Famous Liar RFK Jr. Accuses Ousted CDC Director of Lying
The HHS secretary just made quite an accusation.

Health and Human Services Secretary Robert F. Kennedy Jr. claimed that Susan Monarez, the ousted head of the Centers for Disease Control and Prevention, was lying about being threatened into rubber-stamping policies she didn’t agree with.
Testifying before the Senate Finance Committee Thursday, Kennedy was asked by Senator Rob Wyden to respond to allegations that he had told Monarez to “just go along with vaccine recommendations,” even though “she didn’t think such recommendations aligned with scientific evidence.”
In a Wall Street Journal op-ed Thursday, Monarez claimed that Kennedy had directed her to preapprove recommendations made by a “vaccine advisory panel newly filled with people who have publicly expressed antivaccine rhetoric.” She wrote that she’d refused, and in a meeting on August 25, Kennedy had pressured her to resign or “face termination.” Days later, she was removed.
Kennedy, who has lied before Congress multiple times, claimed that this time, Monarez was lying.

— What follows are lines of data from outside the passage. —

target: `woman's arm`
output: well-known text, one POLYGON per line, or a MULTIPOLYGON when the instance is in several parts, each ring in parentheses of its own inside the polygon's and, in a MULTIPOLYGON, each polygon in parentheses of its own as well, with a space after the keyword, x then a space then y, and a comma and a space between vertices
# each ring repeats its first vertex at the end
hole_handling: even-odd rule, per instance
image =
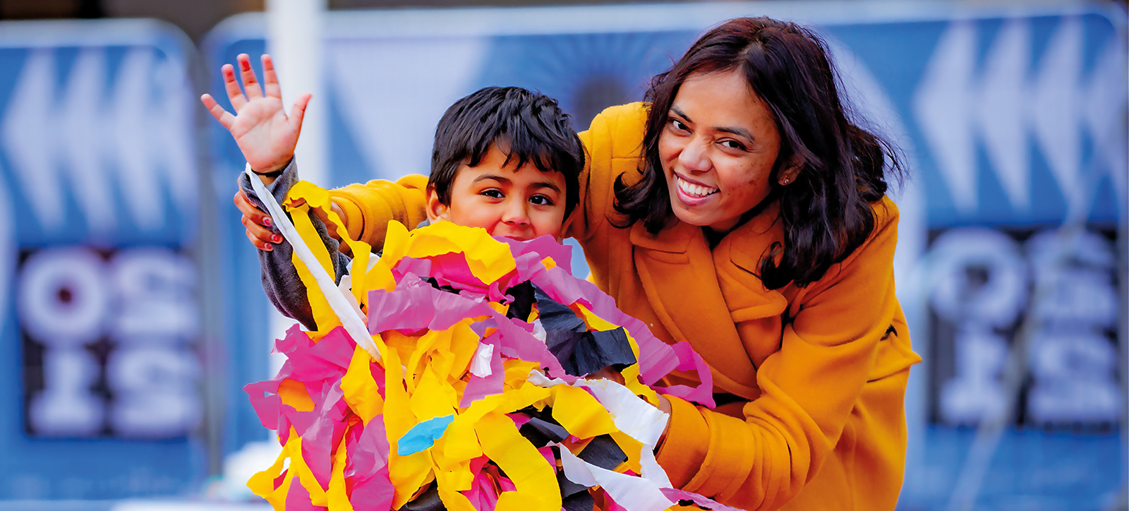
POLYGON ((758 366, 761 396, 743 407, 742 418, 671 399, 658 460, 673 484, 729 505, 768 510, 816 477, 820 488, 829 490, 824 483, 852 464, 842 480, 832 480, 846 486, 825 492, 829 505, 859 493, 856 483, 867 478, 874 480, 866 485, 896 499, 905 450, 903 376, 920 358, 909 349, 894 296, 896 213, 885 218, 876 213, 870 239, 798 292, 798 303, 787 311, 790 321, 737 323, 745 339, 780 339, 779 349, 758 366), (829 460, 834 468, 821 473, 829 460))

“No, I did not say that to her,” Kennedy said. “And I never had a private meeting with her. There are witnesses to every meeting that we have, and all of those witnesses will say that I never said that.”
“So she’s lying today to the American people, The Wall Street Journal?” Wyden pressed.
“Yes, sir,” Kennedy replied.
But Monarez’s allegations don’t exactly sound outlandish. Kennedy has spent much of his career peddling dangerous misinformation about vaccines. On Wednesday, more than 1,000 current and former HHS employees wrote a letter demanding that he step down, citing his appointment of “political ideologues who pose as scientific experts,” his refusal to be briefed by CDC experts, and his rescinding of the FDA’s emergency use authorization for the Covid vaccine.
In her op-ed, Monarez claimed that she had attempted to defend scientific review in the face of Kennedy’s overhaul of the nation’s vaccine policy.
“Those seeking to undermine vaccines use a familiar playbook: discredit research, weaken advisory committees, and use manipulated outcomes to unravel protections that generations of families have relied on to keep deadly diseases at bay,” Monarez wrote.
“Once trusted experts are removed and advisory bodies are stacked, the results are predetermined. That isn’t reform,” she added. “It’s sabotage.”